Accueil » Musique » Articles »

Afu-Ra

Smaëlb - 08.07.05

Afu-Ra est rappeur, rasta et shaolin. Son dernier album States of the Arts ressuscite le melting-pot dans le hip-hop.

Le rappeur new-yorkais Afu-Ra a débuté sa carrière aux côtés de Jeru The Damaja, qui lui donne son premier titre Mental Stamina, puis Physical Stamina sur le légendaire Wrath of the Math. Bien aidé par DJ Premier, le rappeur shaolin sort son premier disque en 2000 Body of the Life Force, à jamais gravé dans les mémoires des fans de hip-hop indé. Il tente de gravir une nouvelle marche, avec son nouvel effort States of the Arts, plutôt voué au dancefloor.

Tu as commencé à tchatcher avec Jeru The Damaja...

Jeru et moi habitions dans le même quartier, on a passé une petite dizaine d’années à grandir ensemble. Il m’a toujours encouragé. Quand j’avais 15 ans, je m’amusais à improviser et je détournais les paroles sur n’importe quelle chanson. Jeru me poussait à arrêter de faire du freestyle et à me lancer dans l’écriture. Et il m’a donné ma chance sur l’album Wrath of the Math et tout a commencé.

Quelle est la qualité indispensable pour être un bon MC?

La meilleure qualité, c’est la maîtrise du langage. C'est le plus important, la capacité à manipuler la langue.
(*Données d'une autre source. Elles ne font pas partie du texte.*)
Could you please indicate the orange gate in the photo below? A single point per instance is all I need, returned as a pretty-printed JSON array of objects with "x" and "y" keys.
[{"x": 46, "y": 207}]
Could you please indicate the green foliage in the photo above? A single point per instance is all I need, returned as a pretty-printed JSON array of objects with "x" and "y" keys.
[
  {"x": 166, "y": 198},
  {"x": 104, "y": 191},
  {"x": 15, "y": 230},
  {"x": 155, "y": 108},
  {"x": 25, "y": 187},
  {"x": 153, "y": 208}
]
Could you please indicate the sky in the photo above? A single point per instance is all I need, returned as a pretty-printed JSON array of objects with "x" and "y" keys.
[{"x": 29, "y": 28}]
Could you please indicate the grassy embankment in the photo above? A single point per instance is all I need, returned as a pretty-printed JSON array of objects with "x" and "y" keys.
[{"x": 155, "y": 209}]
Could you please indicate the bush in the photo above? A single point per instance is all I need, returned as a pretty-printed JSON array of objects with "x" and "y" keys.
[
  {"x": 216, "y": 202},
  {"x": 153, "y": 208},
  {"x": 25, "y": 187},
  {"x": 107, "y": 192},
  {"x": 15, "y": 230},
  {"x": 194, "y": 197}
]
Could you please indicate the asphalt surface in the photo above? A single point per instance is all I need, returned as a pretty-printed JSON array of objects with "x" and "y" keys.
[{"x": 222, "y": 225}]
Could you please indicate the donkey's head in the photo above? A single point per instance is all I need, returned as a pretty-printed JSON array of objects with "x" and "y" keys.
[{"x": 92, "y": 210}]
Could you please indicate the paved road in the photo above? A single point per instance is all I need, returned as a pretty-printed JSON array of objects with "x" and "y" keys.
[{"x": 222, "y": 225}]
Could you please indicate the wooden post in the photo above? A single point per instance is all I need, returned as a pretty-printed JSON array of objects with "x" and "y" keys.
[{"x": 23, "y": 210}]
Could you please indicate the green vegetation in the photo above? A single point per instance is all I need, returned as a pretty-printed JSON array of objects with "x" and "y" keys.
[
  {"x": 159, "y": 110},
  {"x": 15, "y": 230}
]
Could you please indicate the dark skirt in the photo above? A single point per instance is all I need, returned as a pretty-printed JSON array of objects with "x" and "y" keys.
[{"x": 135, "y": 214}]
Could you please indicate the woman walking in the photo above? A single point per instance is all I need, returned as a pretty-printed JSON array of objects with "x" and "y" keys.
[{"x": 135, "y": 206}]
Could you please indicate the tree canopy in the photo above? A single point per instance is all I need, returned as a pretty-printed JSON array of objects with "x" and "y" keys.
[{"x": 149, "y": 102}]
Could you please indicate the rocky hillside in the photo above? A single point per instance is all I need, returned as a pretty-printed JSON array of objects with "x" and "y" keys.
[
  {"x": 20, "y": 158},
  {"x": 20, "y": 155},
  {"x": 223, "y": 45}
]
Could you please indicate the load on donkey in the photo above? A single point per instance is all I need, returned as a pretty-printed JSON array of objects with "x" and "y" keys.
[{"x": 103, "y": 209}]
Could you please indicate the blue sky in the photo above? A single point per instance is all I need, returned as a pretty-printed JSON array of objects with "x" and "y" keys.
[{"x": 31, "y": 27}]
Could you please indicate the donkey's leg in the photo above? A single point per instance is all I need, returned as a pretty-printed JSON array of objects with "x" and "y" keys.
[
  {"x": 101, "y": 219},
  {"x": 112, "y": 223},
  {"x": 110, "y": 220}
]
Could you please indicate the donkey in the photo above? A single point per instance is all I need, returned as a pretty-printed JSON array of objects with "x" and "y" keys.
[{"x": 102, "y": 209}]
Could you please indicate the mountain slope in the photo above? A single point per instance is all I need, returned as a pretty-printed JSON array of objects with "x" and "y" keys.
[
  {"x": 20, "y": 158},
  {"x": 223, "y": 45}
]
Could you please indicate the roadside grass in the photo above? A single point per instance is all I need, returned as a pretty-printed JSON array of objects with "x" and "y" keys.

C’est lié à l’éducation bien sûr, mais c’est surtout l’habilité de les remettre dan un autre sens pour exprimer tel ou tel sentiment. Je connais plein de bons MC qui n'ont jamais été à l’école. Pas besoin de savoir lire ou d’être intelligent, tu peux toujours manipuler les mots. Il suffit de connaître leur sens.

Afura

A la différence de nombreux membres de la Gangstarr Fondation, tu as évité la prison.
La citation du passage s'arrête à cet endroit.